Wonder Woman (2009)
What’s the Story?
A Herculean helping of Greek mythology explains the origin of the 20th-century comic-book heroine Wonder Woman. Her mother, Hyppolite, fought a ruinous conflict against Aries, the war god. Mighty Zeus decrees that the Amazons be given an invisible island on which to dwell unmolested, with Aries, deprived of his powers, as their prisoner. On this timeless island Hyppolite "conceives" (literally molding from sand, without a father) a daughter, Diana, who grows up to become a foremost Amazon warrior. When a macho, modern-day USAF fighter-pilot, Steve, crash-lands on the island, the outraged-but-intrigued Amazons assign Diana to take him back to his world (New York City, it so happens). But Aries simultaneously escapes, and to prevent an apocalypse Diana -- with Steve as a guide -- goes into the modern world with an emblematic breastplate, magic lariat, and tiara as Wonder Woman.
Is It Any Good?
A Wonder Woman blockbuster had been on Hollywood's drawing-boards for quite a while, but this action-crammed Warner Brothers/DC Comics cartoon feature reached the home-video marketplace first. Like the Amazon archers who come to the rescue at the end (who called them anyway?
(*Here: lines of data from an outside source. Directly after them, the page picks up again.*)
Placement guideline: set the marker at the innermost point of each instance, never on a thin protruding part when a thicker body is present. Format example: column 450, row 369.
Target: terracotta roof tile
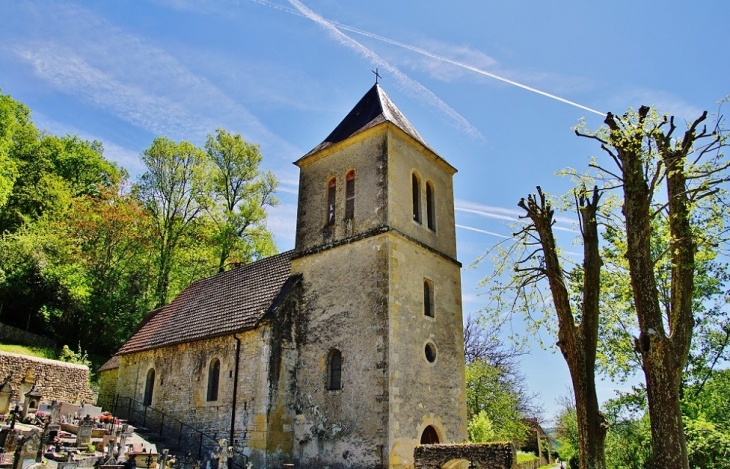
column 110, row 364
column 222, row 304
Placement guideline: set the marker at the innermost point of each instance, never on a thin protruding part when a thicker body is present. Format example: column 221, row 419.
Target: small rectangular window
column 416, row 187
column 350, row 195
column 430, row 209
column 428, row 298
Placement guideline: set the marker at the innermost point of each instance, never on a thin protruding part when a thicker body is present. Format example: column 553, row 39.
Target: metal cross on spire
column 377, row 75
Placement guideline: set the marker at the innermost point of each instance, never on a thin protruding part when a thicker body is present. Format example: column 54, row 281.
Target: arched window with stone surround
column 331, row 200
column 428, row 298
column 430, row 207
column 416, row 189
column 350, row 195
column 334, row 370
column 214, row 371
column 149, row 387
column 429, row 436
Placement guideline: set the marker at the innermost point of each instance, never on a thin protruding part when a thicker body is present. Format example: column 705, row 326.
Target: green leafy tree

Oh, never mind) it hits it targets more often than not, despite the familiarly basic TV-level animation (some sequences, like a jet dogfight, are truly kinetic and exciting), and the script puts modern wit, battle-of-the-sexes dialogue, and feminism into a lively cauldron with the ancient Greek myth -- well, DC Comics' selective notion of it anyway.
Setting Wonder Woman against a basically all-powerful god is bit of a stretch, even by the wobbly logic of superhero antics, and Aries is a one-dimensional baddie. But chauvinist Steve gets a zinger with his line that a nice-guy god would probably never even have a girlfriend, as Aries does. A sub-theme proposes that the self-reliant Amazon women go wrong by aspiring to remain chaste and aloof from romantic love; interestingly, the novelization (but not the movie) of Star Wars: Revenge of the Sith claims the Jedi Knights make the same mistake.